En rachetant GitHub, Microsoft veut se réconcilier avec les développeurs
Le géant de Redmond a déboursé 7,4 milliards de francs pour acquérir cette plateforme populaire auprès des développeurs. Un signe de plus que Microsoft dépend moins de son produit phare Windows
La dernière acquisition de Microsoft a séduit Wall Street. Après l’officialisation du rachat de GitHub, l’action du groupe a terminé la journée de lundi en hausse et a débuté celle de mardi en progression. Le groupe n’a pas hésité à verser 7,4 milliards de francs (en actions) pour mettre la main sur une start-up valorisée à moins de 2 milliards il y a trois ans. Mais la plateforme est devenue une référence, utilisée par 28 millions de développeurs collaborant sur 60 millions de projets.
GitHub, fondée en 2008, héberge entre autres des projets de logiciels en open source. Leurs créateurs laissent d’autres développeurs y collaborer. Si la plateforme attire les indépendants, plus de 1,5 million d’entreprises ou d’agences gouvernementales l’utilisent également. Microsoft en était d’ailleurs le premier contributeur. PowerShell et Visual Studio Code y sont notamment hébergés et 1000 employés du groupe y sont régulièrement actifs.
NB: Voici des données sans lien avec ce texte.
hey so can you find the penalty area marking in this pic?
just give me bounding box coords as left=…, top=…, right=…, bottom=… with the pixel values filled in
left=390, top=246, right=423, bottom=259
Avec ce rachat, Microsoft ne s’attend pas à gagner de l’argent. Pas directement en tout cas – GitHub ne dégage pas de bénéfices. Mais dans un marché du cloud où l’entreprise enregistre sa plus forte croissance de revenus (97% sur l’année fiscale 2017 pour Azure) et face à la concurrence d’Amazon Web Services, un accès privilégié à 28 millions de développeurs n’a pas de prix.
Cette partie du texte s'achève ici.